LongCat-Flash-Thinking-ZigZag

Updates

  • [2026.1.28] We have provided the TileLang kernels supporting prefill (chunked-prefill as well) and decode (multi-token prediction as well). The full attention version is placed at [flash_mla_interface.py](flash_mla_interface.py) while the streaming sparse attention version is placed at [streaming_sparse_attn_interface.py](streaming_sparse_attn_interface.py). Basic usage is offered in the following code snippet:
from flash_mla_interface import flash_mla_varlen_func, flash_mla_with_kvcache
from streaming_sparse_attn_interface import streaming_sparse_attn_varlen_func, streaming_sparse_attn_with_kvcache

full_attn_out = flash_mla_varlen_func_(
q, # [nnz_q, num_heads_q, head_dim_qk]
k, # [nnz_k, num_heads_k, head_dim_qk]
v, # [nnz_k, num_heads_v, head_dim_vo]
cu_seqlens_q,
cu_seqlens_k,
max_seqlen_q,
max_seqlen_k,
softmax_scale,
causal=True
)
stream_attn_out = streaming_sparse_attn_varlen_func_(
q,
k,
v,
cu_seqlens_q,
cu_seqlens_k,
max_seqlen_q,
max_seqlen_k,
softmax_scale,
causal=True
)

full_attn_out = flash_mla_with_kvcache(
q, # [batch_size, seqlen_q, num_heads_q, head_dim_nope + head_dim_rope]
blocked_k, # [num_pages, page_size, num_heads_k, head_dim_nope + head_dim_rope]
cache_seqlens,
block_table,
head_dim_nope,
softmax_scale,
causal=True
)
stream_attn_out = streaming_sparse_attn_with_kvcache(
q,
blocked_k,
cache_seqlens,
block_table,
head_dim_nope,
softmax_scale,
causal=True
)

Benchmarking performance as below:

Model Introduction

Along with LongCat-Flash-Thinking-2601, we introduce an efficient alternative termed LongCat-Flash-Thinking-ZigZag. LongCat-Flash-Thinking-ZigZag is nothing different from LongCat-Flash-Thinking-2601 except that it is further enhanced by LongCat ZigZag Attention (LoZA). LoZA is essentially a sparse attention scheme designed to transform any existing full-attention models into sparse versions with rather limited compute budget. In long-context scenarios, LoZA can achieve significant speed-ups both for prefill-intensive (e.g., retrieval-augmented generation) and decode-intensive (e.g., tool-integrated reasoning) cases. Specifically, by diverging LongCat-Flash-Thinking-ZigZag from LongCat-Flash-Thinking-2601 during mid-training using LoZA, we serve LongCat-Flash-Thinking-ZigZag as a long-context foundation model that can swiftly process a long range of tokens, enabling efficient long-term reasoning and long-horizon agentic capabilities.

Key Features

🧮 Limited Compute Overhead

LongCat ZigZag Attention (LoZA) firstly uncovers the layers that can be sparsified without hurting much performance, secondly sparsifies the layers that can be further trained to close performance gap. The whole process behaves very much like what has been described in *lottery tickets hypothesis*. In theory, a mid-trained LM is sequentially sparsified, rewound, mid-trained to maximally recover the full performance. In other words, the calibration starts at the end of mid-training while the training starts at the beginning of the mid-training, resulting in rather marginal compute overhead compared to training from scratch.
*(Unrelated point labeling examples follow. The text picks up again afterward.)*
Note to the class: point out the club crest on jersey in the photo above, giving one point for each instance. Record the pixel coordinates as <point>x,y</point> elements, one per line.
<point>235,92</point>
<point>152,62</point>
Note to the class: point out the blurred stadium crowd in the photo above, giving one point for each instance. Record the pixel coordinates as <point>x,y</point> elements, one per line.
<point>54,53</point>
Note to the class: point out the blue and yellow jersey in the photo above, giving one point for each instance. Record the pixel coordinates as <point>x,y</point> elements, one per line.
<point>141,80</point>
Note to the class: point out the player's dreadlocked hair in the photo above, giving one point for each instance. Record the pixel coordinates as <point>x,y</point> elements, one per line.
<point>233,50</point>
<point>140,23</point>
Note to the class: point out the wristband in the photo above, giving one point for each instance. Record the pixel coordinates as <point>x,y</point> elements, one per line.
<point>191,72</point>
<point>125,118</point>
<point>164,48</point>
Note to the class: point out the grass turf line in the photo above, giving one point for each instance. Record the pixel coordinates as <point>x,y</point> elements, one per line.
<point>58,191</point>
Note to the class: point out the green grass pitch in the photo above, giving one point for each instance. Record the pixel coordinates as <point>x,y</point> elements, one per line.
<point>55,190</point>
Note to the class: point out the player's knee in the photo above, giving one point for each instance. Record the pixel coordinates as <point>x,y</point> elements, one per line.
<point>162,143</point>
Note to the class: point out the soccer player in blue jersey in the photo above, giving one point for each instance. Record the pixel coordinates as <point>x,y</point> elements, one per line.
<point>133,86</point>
📈 Efficient Context Scaling

LoZA enables 50\% sparsity in LongCat-Flash-Thinking-ZigZag, the compute brought by attention should be ideally reduced by a factor of 2. For long-context circumstances where attention dominates the compute, the efficiency could be maximally lifted to 2 times of the original. Promoted by our efforts in kernel and engine customizations, in Figure below, the streaming sparse attention kernel could minimally use 90\% less cost in decode compared to full attention kernel (i.e., FlashMLA) for a context of 128K tokens. Meanwhile, in end-to-end benchmarking, LongCat-Flash-Thinking-ZigZag realizes more than 50\% speed-up in prefill and saves over 30\% cost in decode for a context of 256K tokens.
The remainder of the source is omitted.